Among the many people made happy that the home at 212 Willard Ave. NE has new interior walls, floors, furnace, roof, cabinets, electrical and plumbing is the next-door neighbor, Elaine Sherbourne.

“We’ve been here 10 years. It’s 5,000 percent better,” she said of the house Thursday afternoon as a throng of people turned out for the dedication ceremony of the Habitat For Humanity project. Another partner is Trumbull Neighborhood Partnership, which donated the house through the Trumbull County Land Bank.

Of course the new owners, Tanya and Timothy Jornigan, and their two children are happy, too, that they get a mostly new home for the cost of a zero percent loan.

Michael Ondrey, Habitat construction manager, explained that the organization’s motto is, “We’re a hand up, not a hand out” because the Jornigans will pay the appraised value of the home to the bank. But the zero percent loan makes the home affordable in situations where a home would not normally be affordable.

For construction volunteer Tanzia Turkali, the project represented an outlet for her desire to do something for the community while giving her more purpose in her life.

“Quite frankly, I was bored and I was lonely,” she said of her life before she started volunteering 41/2 years ago with Habitat.

In this project, she has been able to show others things she has learned – such as how to install windows – not only from working on homes with her father years ago, but also from Habitat projects.

“I’ve learned how this house is built from the footers up,” she said.

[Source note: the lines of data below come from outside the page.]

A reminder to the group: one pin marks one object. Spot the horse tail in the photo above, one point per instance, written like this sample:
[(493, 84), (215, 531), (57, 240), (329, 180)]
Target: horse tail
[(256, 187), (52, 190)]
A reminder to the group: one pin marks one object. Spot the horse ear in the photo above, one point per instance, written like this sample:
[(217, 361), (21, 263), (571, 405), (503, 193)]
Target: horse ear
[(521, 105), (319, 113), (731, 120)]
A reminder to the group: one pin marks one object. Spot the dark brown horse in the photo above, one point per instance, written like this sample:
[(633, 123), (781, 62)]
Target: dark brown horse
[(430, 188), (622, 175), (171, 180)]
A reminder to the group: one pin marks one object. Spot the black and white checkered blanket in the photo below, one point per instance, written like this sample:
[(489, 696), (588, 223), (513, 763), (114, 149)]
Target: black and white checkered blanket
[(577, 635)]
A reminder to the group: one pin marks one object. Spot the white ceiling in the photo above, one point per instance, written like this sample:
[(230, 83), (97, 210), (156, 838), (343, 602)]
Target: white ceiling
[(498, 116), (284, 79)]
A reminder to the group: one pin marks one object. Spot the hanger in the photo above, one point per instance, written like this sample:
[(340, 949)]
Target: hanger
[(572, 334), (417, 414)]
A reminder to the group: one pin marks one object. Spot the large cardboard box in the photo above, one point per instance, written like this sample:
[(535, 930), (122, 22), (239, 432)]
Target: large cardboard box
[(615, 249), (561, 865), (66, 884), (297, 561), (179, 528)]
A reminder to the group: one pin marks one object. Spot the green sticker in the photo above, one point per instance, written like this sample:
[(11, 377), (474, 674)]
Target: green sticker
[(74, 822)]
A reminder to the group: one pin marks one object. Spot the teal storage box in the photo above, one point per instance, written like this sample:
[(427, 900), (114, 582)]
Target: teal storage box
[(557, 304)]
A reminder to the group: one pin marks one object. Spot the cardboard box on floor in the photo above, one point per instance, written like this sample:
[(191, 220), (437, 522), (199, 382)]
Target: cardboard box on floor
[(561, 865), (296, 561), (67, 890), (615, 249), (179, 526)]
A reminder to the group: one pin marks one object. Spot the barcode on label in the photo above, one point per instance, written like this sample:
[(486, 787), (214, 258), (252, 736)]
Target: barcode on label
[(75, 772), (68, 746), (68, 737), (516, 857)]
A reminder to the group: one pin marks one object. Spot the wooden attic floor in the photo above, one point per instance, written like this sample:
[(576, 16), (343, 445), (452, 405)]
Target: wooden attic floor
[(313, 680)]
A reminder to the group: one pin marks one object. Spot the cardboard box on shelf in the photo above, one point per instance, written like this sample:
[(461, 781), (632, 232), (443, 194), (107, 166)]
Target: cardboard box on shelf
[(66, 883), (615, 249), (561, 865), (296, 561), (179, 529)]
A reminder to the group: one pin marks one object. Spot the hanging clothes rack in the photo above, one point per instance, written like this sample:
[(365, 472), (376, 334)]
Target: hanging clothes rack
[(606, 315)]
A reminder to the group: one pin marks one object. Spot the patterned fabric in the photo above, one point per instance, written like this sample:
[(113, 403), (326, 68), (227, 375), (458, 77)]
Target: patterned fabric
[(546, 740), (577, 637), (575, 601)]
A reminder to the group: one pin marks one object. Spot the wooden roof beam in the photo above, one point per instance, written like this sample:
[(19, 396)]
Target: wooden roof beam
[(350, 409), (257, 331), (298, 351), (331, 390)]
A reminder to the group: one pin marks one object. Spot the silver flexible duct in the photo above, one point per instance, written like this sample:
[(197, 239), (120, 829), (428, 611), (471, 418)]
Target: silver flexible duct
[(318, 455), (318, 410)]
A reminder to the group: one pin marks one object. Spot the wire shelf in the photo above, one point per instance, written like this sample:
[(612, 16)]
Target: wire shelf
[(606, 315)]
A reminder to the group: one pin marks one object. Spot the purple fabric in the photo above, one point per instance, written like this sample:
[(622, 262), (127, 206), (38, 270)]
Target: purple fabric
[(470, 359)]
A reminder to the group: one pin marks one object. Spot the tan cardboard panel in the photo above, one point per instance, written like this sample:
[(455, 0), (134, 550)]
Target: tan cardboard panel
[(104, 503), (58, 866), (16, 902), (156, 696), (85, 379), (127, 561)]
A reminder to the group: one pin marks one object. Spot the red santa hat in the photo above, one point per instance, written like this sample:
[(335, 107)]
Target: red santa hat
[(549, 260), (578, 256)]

On this project, she also served as paint coordinator for the more than 400 volunteers who worked on the project over the past year.

The materials used in the project were purchased with $60,000 provided by the city of Warren through two home-related grant programs.

David Redig, Habitat of the Mahoning Valley board member, said Habitat fills a need of “people in the Mahoning Valley who would love to have a home.”

The construction on this home took about twice as long as normal because the project could not be completed until the family who would live there was identified. Successful applicants must be low-income but able to pay the mortgage and other costs, Ondrey said.